Description
Proposed Changes
Find the hot spots in ReactPy's code-base in order to identify where attention should be focused. Once we know this, we will be able to focus our efforts on performance improvements.
Implementation Details
Analysis
Use Yappi to profile ReactPy dispatchers and determine what is taking the most significant amounts of time.
We will also need to figure out how to test websocket concurrency. It seems like there are very few tools for this, especially for our applications. We're probably going to have to create out own benchmarking tools. Here's some resources we might want to read through later.
- https://healeycodes.com/websocket-benchmarker
- https://kemalcr.com/blog/2016/11/13/benchmarking-and-scaling-websockets-handling-60000-concurrent-connections/
- https://ma.ttias.be/benchmarking-websocket-server-performance-with-artillery/
Sync and Async
Currently, ReactPy relies on synchronous code to properly queue renders. Sync code is known to blocks the asyncio event loop, which causes concurrency issues.
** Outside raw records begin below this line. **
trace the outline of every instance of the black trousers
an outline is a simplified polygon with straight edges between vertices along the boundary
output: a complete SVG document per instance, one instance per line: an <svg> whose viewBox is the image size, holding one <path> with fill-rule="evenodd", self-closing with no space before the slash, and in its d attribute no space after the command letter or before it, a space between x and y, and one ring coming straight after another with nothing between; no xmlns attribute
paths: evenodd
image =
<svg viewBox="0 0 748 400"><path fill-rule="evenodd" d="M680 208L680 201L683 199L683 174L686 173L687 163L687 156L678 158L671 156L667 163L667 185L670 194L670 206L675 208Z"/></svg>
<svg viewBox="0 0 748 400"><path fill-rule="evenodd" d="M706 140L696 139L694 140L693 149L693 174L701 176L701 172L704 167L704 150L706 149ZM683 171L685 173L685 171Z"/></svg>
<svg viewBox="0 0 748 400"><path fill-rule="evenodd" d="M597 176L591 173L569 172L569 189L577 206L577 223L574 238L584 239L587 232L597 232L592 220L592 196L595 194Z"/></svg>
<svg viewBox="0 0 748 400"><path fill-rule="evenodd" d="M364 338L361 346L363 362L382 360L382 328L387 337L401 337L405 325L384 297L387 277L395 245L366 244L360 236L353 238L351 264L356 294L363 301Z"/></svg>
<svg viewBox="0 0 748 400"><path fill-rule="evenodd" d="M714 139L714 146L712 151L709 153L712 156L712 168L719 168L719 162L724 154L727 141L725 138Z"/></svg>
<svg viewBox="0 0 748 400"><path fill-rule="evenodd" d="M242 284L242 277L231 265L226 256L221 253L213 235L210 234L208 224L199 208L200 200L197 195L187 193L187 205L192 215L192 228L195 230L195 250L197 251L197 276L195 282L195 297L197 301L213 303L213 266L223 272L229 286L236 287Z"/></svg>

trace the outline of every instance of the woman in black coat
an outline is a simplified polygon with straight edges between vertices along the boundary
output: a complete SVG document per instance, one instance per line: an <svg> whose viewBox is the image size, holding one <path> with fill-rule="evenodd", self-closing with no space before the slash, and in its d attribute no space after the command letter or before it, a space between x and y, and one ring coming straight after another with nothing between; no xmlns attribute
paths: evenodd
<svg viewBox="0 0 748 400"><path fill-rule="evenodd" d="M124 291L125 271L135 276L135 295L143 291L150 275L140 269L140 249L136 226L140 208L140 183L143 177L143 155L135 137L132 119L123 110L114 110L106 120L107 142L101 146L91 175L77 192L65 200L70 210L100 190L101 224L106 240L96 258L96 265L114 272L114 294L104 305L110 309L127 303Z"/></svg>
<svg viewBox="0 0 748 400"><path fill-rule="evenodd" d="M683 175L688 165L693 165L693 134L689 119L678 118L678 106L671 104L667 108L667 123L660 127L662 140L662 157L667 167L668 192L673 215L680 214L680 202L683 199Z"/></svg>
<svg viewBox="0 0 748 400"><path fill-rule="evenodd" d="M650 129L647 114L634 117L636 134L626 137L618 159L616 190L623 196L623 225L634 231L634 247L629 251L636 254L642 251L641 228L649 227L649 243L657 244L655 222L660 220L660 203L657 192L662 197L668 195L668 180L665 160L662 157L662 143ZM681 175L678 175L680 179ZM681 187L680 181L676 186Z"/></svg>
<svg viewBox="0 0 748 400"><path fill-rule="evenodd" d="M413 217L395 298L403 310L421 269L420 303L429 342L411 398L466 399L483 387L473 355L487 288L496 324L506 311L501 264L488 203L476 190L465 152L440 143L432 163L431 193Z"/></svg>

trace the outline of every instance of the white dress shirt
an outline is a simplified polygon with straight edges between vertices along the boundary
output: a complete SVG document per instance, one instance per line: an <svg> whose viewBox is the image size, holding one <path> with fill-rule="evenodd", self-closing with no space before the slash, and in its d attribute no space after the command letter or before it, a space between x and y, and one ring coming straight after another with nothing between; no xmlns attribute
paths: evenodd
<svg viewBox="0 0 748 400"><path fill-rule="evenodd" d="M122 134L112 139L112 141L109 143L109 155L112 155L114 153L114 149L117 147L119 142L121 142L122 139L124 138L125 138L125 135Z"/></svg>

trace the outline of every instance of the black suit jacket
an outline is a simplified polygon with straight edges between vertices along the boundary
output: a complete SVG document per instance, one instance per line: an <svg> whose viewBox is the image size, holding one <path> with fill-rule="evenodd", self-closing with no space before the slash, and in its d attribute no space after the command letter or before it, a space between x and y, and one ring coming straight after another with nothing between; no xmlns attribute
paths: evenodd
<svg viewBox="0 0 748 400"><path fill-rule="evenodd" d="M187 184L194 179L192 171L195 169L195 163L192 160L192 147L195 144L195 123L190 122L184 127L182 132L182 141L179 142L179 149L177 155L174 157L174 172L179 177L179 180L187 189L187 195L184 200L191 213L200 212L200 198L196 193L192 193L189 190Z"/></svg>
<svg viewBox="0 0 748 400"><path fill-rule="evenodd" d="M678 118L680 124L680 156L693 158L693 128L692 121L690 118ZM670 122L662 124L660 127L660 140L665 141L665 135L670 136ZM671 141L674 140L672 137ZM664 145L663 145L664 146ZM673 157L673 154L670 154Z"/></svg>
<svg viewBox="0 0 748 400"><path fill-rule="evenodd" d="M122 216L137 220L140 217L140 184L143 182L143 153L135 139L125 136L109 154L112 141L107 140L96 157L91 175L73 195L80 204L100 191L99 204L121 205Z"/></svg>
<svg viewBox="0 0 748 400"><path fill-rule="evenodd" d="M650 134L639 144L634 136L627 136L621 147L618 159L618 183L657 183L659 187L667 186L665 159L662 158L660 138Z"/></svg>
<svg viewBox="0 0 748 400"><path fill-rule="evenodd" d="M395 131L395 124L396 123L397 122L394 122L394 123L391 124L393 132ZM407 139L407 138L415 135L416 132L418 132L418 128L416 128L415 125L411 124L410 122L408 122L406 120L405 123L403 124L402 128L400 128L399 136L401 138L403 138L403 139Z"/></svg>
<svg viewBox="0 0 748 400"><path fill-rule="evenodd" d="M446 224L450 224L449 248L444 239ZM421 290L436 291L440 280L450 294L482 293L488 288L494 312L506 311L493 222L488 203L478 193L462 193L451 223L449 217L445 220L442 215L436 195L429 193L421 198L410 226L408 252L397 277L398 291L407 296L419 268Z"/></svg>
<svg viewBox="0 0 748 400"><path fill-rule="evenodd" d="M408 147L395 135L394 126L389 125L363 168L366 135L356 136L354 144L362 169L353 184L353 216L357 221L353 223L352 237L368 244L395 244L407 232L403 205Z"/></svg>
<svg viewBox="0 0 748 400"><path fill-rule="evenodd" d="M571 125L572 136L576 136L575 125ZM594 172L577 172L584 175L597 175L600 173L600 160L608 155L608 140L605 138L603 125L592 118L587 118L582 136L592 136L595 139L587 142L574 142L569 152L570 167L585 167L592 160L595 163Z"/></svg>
See section "Two Worlds of Python" for why this is a problem:
https://arunrocks.com/a-guide-to-asgi-in-django-30-and-its-performance/
All synchronous functions should be converted to async within ReactPy core. They could alternatively be threadpooled. See reactive-python/reactpy-django#31 for the original discussion on this.
Extreme Countermeasures
If optimizations can't be suitably performed within Python, consider writing C/C++ code exposed via Python APIs that performs the same functionality as the non-performant parts of IDOM.